Navae_ci_mean: Compute NAVAE CI for the expectation based on empirical mean estimator and Berry-Esseen (BE) or Edgeworth Expansions (EE) bounds

Description

Compute NAVAE CI for the expectation based on empirical mean estimator and Berry-Esseen (BE) or Edgeworth Expansions (EE) bounds

Usage

Navae_ci_mean(
  data,
  alpha = 0.05,
  a = "best",
  bound_K = NULL,
  known_variance = NULL,
  param_BE_EE = list(choice = "best", setup = list(continuity = FALSE, iid = TRUE,
    no_skewness = FALSE), regularity = list(C0 = 1, p = 2), eps = 0.1),
  na.rm = FALSE
)

Value

Navae_ci_mean returns an object of class NAVAE_CI_Mean, containing:

  • ci_navae: the NAVAE confidence interval

  • ci_asymp: the classical "asymptotic" CI based on CLT (as a comparison)

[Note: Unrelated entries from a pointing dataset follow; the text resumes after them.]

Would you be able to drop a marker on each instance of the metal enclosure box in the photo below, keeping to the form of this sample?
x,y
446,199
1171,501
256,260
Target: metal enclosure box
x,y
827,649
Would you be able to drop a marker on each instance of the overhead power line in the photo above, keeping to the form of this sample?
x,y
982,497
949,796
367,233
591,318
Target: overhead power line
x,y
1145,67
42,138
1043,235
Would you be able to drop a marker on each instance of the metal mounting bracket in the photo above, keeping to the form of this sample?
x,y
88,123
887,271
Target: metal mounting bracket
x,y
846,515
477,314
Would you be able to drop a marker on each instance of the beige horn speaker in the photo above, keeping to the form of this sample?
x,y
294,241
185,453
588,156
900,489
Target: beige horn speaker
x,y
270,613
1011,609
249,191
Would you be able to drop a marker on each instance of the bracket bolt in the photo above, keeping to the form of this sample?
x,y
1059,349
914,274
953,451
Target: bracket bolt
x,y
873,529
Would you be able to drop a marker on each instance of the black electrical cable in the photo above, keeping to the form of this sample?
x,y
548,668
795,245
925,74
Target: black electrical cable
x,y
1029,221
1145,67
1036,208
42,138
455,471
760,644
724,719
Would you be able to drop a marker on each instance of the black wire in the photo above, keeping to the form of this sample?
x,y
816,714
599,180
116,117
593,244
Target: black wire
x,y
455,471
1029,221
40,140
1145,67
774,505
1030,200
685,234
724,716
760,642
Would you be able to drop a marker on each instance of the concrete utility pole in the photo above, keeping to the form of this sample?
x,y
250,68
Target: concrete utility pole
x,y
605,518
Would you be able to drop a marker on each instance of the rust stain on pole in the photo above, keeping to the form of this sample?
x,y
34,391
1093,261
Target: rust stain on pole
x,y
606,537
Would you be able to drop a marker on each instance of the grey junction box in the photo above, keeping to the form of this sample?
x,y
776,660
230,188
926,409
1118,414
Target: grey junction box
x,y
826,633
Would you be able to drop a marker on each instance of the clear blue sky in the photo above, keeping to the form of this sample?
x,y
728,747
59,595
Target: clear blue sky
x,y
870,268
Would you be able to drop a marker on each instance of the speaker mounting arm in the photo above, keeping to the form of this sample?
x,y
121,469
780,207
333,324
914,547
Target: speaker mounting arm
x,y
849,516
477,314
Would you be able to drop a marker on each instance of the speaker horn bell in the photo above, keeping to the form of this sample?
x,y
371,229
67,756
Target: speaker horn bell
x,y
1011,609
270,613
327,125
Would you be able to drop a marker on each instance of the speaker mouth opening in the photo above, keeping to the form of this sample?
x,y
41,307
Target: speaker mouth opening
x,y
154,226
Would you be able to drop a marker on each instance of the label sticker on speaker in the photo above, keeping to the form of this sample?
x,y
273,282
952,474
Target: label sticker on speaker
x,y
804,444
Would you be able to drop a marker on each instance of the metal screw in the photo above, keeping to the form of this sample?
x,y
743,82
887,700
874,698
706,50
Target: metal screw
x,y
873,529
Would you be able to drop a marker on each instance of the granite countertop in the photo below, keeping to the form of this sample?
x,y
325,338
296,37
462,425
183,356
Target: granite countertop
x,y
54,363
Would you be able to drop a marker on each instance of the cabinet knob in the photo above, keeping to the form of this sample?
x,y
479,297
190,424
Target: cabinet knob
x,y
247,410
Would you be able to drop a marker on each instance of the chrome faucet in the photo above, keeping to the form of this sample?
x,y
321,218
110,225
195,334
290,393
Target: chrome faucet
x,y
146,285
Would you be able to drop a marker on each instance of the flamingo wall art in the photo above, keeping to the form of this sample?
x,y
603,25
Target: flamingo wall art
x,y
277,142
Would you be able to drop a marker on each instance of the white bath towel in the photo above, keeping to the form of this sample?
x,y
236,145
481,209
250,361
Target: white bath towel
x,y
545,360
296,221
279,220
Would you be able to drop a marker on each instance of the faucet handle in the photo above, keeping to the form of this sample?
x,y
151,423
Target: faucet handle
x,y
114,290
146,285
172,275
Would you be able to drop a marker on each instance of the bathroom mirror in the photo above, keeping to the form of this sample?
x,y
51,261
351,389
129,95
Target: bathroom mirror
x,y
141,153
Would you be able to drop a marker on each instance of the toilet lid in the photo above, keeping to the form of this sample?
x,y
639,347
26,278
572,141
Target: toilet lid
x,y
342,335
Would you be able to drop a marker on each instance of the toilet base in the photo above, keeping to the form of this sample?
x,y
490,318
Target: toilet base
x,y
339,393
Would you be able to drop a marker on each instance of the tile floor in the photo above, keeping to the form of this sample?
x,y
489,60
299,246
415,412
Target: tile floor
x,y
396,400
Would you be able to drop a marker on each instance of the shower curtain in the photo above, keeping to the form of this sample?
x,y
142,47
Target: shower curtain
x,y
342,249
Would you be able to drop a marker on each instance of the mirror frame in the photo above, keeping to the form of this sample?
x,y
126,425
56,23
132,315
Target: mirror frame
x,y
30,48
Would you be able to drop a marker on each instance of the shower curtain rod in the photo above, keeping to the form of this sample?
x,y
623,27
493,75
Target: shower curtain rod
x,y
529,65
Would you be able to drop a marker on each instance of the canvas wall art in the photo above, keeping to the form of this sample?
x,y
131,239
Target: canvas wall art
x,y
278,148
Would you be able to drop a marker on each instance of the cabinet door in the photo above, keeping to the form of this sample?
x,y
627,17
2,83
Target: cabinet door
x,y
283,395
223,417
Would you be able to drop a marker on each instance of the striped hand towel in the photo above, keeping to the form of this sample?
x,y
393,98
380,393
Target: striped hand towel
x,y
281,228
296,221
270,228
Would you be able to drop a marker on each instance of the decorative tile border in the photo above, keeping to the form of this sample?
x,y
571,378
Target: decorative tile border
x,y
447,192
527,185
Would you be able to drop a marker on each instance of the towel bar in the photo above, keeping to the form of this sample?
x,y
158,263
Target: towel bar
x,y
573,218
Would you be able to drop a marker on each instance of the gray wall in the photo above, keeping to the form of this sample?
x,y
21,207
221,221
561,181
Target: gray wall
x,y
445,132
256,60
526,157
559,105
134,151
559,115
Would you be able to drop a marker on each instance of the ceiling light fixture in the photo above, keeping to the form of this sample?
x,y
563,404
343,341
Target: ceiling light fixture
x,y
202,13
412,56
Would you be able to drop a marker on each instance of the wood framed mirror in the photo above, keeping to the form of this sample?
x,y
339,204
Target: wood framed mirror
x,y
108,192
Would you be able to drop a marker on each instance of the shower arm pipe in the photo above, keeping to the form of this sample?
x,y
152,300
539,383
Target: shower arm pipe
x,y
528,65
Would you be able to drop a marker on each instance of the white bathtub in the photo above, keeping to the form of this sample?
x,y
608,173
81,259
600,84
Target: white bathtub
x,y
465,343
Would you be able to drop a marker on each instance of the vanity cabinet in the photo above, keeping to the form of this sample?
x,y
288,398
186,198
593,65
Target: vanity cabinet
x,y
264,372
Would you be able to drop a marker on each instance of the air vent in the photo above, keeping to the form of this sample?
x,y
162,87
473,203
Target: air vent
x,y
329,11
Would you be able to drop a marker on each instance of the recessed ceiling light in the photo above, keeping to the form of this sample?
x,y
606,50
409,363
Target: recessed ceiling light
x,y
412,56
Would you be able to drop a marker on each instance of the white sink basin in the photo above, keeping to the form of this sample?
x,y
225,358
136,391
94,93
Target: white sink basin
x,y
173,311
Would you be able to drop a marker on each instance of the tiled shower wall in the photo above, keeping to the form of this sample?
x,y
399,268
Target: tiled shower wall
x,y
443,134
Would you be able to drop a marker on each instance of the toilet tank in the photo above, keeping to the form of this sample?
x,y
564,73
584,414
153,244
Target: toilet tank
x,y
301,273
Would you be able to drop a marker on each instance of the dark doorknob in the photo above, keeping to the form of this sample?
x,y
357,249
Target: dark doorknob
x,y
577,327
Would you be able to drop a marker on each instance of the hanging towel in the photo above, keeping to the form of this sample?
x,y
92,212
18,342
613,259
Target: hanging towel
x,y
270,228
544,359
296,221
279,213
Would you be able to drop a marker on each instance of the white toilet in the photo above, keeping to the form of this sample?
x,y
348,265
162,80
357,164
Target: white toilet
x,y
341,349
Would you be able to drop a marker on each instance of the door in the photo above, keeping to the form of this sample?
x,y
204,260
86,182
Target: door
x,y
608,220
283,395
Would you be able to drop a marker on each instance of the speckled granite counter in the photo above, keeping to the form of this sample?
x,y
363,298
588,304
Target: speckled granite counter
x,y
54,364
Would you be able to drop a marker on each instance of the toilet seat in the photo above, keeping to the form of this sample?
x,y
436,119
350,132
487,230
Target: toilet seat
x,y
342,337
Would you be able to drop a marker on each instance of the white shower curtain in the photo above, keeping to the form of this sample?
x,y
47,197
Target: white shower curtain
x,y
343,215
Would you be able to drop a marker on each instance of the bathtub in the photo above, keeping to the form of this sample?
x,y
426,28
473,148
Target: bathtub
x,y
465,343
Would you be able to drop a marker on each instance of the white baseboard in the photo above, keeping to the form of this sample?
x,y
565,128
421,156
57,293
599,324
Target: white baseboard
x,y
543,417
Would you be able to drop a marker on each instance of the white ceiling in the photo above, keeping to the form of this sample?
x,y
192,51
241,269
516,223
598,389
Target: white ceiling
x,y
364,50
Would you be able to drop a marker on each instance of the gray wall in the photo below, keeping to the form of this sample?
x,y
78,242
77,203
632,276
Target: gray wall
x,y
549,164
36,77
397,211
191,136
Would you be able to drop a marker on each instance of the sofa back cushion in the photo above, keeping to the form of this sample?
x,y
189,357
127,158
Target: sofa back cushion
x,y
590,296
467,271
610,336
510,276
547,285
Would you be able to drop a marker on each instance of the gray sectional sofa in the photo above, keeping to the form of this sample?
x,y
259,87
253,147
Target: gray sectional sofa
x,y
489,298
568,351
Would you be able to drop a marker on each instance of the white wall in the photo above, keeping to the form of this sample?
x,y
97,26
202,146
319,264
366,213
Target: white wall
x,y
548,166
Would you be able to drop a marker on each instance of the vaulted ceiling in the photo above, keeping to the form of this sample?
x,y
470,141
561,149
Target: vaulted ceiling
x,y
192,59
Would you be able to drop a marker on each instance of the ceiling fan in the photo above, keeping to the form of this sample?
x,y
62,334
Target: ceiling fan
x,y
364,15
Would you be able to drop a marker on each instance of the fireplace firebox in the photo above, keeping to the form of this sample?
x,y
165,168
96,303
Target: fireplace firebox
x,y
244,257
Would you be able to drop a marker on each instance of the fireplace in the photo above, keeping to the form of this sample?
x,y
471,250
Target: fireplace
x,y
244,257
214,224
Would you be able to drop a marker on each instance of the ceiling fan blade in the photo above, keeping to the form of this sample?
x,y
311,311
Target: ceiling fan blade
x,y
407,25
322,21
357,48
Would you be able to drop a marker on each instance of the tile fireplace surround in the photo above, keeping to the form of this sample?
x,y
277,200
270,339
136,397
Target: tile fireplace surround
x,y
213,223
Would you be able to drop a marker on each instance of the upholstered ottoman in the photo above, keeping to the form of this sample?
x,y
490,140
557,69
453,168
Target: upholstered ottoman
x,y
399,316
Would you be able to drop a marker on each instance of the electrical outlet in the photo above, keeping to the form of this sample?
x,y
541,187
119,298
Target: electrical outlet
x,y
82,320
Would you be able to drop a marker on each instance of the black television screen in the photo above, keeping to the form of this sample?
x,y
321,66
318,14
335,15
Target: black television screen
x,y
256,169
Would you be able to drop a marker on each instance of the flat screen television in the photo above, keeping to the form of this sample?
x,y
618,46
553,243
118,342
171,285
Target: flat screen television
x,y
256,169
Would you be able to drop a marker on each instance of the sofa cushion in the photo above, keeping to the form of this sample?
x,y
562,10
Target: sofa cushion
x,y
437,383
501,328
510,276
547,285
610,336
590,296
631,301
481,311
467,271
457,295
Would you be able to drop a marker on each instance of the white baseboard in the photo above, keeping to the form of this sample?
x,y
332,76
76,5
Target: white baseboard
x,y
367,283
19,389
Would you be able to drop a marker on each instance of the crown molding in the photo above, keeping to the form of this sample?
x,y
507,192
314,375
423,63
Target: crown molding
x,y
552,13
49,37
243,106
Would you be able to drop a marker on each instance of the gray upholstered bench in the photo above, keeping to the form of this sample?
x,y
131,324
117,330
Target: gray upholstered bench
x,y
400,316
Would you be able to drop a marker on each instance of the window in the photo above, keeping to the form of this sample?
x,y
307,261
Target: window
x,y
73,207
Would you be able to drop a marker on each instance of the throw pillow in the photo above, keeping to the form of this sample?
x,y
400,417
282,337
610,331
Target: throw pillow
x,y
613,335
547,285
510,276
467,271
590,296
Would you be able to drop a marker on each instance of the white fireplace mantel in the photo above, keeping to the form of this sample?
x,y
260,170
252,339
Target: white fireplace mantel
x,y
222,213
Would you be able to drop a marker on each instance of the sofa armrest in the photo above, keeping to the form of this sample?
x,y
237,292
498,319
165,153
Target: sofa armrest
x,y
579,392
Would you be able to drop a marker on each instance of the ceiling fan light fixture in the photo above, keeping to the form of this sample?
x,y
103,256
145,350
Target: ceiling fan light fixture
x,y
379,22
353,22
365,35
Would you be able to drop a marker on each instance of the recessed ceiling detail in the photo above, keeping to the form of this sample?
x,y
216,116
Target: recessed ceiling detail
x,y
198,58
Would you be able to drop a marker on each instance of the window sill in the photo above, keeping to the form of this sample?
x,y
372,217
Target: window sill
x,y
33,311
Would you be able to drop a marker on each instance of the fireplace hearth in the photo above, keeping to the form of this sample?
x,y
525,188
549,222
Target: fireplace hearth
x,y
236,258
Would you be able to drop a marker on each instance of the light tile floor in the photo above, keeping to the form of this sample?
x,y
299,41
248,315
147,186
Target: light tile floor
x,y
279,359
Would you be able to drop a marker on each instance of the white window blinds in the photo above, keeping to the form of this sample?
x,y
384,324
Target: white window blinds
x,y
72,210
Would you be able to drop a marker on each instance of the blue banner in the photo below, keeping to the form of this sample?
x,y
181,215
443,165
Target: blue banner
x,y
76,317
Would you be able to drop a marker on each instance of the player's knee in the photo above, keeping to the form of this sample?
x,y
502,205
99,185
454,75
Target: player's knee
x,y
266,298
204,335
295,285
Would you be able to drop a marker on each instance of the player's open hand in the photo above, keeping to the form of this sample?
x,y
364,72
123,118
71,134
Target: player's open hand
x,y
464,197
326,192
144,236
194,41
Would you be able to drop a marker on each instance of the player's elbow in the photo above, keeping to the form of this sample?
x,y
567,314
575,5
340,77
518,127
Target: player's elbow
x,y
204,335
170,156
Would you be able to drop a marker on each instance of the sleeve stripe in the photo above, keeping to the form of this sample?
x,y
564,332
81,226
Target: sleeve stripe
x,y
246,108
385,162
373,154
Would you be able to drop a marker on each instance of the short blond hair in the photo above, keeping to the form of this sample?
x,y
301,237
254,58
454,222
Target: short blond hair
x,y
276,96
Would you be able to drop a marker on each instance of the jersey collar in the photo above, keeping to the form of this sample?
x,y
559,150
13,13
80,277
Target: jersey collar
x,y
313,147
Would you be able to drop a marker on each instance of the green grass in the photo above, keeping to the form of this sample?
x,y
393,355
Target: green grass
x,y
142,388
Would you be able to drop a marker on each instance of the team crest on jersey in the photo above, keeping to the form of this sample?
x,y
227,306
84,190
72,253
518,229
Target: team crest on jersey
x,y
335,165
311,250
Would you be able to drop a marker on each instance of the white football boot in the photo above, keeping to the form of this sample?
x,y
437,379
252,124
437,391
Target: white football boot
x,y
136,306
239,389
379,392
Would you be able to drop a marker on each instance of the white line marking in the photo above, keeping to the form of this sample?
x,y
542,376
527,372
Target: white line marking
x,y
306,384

  • indicator_R_regime: 1 if we are in the \(\mathbb{R}\) regime and 0 else.

  • delta_n, delta_n_from: respectively the numerical value of the bound \(delta_n\) used, and a character string BE or EE indicating which type of inequality was used.

  • minimal_alpha_to_exit_R_regime: the minimal alpha to exit the \(\mathbb{R}\) regime.

  • bound_K_value, bound_K_method: the value K used and the method to compute it.

Arguments

data

vector of univariate observations.

alpha

this is 1 minus the confidence level of the CI; in other words, the nominal level is 1 - alpha. By default, alpha is set to 0.05, yielding a \(95\%\) CI.

a

the free parameter \(a\) (or \(a_n\)) of the interval. It must be either

  • a numeric value larger than 1, taken as the value of \(a\),

  • the character value "best" which is the default. It selects the a such that the confidence interval has the smallest length.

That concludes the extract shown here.